Microsoft wanted to generate an article using AI in the “Travel” section of its MSN.com site. With the theme of the must-see attractions of the city of Ottawa, it was to take the form of a small tourist guide. Unfortunately, things didn’t go as planned.
While there are already concerns about AI-generated tour guides, Microsoft still wanted to feature such content on its MSN.com platform. Not exactly well received, this mini-guide even caused controversy, since it included the soup kitchen of Ottawa (Ottawa Food Bank) as one of the essential places to visit. The article even advises visiting the place with “ hungry “. A recommendation of average taste, which highlights the limits of artificial intelligence in certain contexts.
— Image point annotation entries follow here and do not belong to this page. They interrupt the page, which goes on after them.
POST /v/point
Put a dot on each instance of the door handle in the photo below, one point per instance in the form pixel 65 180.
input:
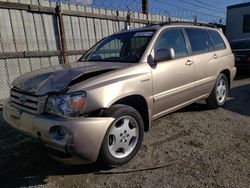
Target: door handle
pixel 189 62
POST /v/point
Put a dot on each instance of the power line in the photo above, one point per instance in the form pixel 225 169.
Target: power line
pixel 181 8
pixel 208 5
pixel 195 5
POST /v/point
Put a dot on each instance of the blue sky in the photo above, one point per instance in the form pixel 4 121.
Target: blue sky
pixel 212 10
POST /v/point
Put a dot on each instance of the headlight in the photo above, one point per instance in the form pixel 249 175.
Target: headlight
pixel 66 104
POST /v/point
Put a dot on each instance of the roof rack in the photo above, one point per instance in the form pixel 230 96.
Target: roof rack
pixel 184 23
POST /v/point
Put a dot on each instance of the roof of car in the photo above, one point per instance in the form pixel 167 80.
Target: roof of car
pixel 154 27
AI and its inability to understand contextually
The article, titled ” Heading to Ottawa? Here’s everything you shouldn’t miss! began rather well, by proposing tourist sites and interesting activities to do as part of a trip. However, among these must-see places was the place where the soup kitchen is distributed daily (see photo below). The guide described it as follows:
This organization, since 1984, collects, buys, produces and distributes food to families and individuals in need in the Ottawa area. We see how significant the daily impact of hunger is on men, women and children, and how it can be an obstacle to achieving their life goals. The people who turn to us have jobs, families to support and expenses to pay. Life is hard enough already. Remember to come here on an empty stomach.
A completely strawberry description, with an almost ironic and inappropriate tone, which clearly highlights the limitations of AI when it comes to understanding a particular context.
Integrating AI into content writing: mission impossible?
This example may be laughable, but it’s actually very symptomatic of the magnitude of the challenge of integrating generative AI models into text content writing. They can imitate humans wonderfully, but find themselves quite quickly disarmed when it comes to grasping complex contextual elements, especially when these require a form of sensitivity.
Remember, the “I” in the phrase “AI” doesn’t actually mean “intelligence”. An AI, in the first sense of the term, should theoretically be autonomous, aware and learn from its mistakes. What we call AIs are actually algorithms, admittedly very complex, but which only mimic certain traits of human intelligence. Even if these models have proven their usefulness, they are currently not capable of reasoning. So the professions of journalist and editor seem to be safe… for now?